Bellico, Recensione

BROTHERS OF WAR

Titolo OriginaleTaegukgi hwinalrimyeo
NazioneCorea del Sud
Anno Produzione2004
Genere
Durata143'
Sceneggiatura
Fotografia

TRAMA

Dopo il macabro ritrovamento di ossa umane compiuto, ai giorni nostri, da un gruppo di archeologi coreani, si sviluppa un lungo flashback che illustra il legame tra quelle ossa e una serie di tragici eventi. Ne furono protagonisti due fratelli, partiti per il fronte nelle fasi iniziali della sanguinosa Guerra di Corea.

RECENSIONI

Quando John Woo andava assai di moda, e The Killer sembrava a molti un capolavoro (qualunque cosa significhi), si diceva che l’eroismo, il senso dell’onore, l’amicizia virile e il generico “sentimentalismo” che emergevano prepotenti nel cinema orientale ci parevano demodè, o peggio, per mera inadeguatezza di sguardo (ovviamente occidentale).
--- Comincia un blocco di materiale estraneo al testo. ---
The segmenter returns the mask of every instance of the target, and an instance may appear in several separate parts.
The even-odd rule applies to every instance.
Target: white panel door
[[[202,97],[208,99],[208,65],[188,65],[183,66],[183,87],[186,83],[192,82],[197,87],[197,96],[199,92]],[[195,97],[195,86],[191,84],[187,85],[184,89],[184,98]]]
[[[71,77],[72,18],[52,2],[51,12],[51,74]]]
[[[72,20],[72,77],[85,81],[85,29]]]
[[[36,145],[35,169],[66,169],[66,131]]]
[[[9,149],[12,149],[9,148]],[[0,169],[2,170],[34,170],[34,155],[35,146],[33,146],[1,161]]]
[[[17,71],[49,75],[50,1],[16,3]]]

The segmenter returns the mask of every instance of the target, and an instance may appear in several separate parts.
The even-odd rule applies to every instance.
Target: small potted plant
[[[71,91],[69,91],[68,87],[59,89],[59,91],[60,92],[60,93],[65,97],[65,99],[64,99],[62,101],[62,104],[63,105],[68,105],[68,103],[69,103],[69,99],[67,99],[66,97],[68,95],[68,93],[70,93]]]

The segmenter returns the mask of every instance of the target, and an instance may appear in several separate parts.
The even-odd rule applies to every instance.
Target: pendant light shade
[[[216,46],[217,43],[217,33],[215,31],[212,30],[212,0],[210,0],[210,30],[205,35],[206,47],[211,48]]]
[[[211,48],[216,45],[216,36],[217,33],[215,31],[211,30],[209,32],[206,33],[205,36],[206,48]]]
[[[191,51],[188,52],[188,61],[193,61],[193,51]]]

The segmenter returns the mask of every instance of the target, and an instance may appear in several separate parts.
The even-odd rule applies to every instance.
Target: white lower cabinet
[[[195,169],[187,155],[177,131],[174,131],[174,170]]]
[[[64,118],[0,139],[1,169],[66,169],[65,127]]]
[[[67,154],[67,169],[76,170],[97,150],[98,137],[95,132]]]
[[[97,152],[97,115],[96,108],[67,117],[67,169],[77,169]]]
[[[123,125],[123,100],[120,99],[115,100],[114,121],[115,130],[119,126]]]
L’Eroe morituro invocava l’Amico al sussurro di “topolino” e non solo non era lecito ridere ma ci si doveva vergognare, tra sé e sé, del solo impulso guascone allo sghignazzo. Passata un po’ d’acqua sotto i ponti, è forse giunto il momento di rifarsi goliardicamente degli sghignazzi perduti e canzonare come merita una sceneggiatura come quella di Taegukgi, talmente schematica ed elementare a tutti i livelli da suonare come un’offesa personale. Era dai tempi della Potëmkin, per dire, che non si vedevano dei vermi-su-carne usati in modo così gratuito e ricattatorio. E cosa dire del pre-finale, quando i due fratelli protagonisti si ritrovano a combattere uno contro l’altro su fronti opposti e, letteralmente, non si riconoscono più? Avevamo già capito, grazie. “Colonna visiva” hollywoodiana (qualunque cosa significhi) con menzione speciale per il perfetto allineamento delle sequenze di battaglia con quelle cui siamo ormai assuefatti: che Kyung-Pyo Hong abbia telefonato a John Mathieson per farsi dare qualche dritta?

Senza mezzi termini, questo è uno dei migliori film di guerra della storia del cinema. Più di due ore di dinamiche belliche in salsa kolossal (con in mente Salvate Il Soldato Ryan) magistralmente coreografate, montate, girate (sublimi punti di inquadratura) e rifinite con gli effetti speciali. Il regista punta al realismo, non lesinando in una violenza che, al contempo, mostra con crudezza la carne insanguinata e carica l’animo primigenio di rabbia combattiva. Tutto ciò, però, non basterebbe a farne un grande film: dietro c’è un sorprendente racconto di fratellanza, da quella colma di pathos e senso di protezione dei due protagonisti, a quella della guerra civile dove i due fratelli cambieranno spesso fazione. Assenza di retorica e temi mai urlati, se non da qualche sottolineatura patetica o idilliaca (il prologo): non si combatte per la patria contro un demoniaco nemico ma, prima di tutto, per amore, per la famiglia. Interessante anche il discorso sugli effetti della guerra: l’adrenalina della vicinanza alla morte, la sindrome dell’eroe. L’odio verso il fratello ti attraversa, la patria per cui combatti è in preda alla tua stessa follia, e inizi a odiare anche lei.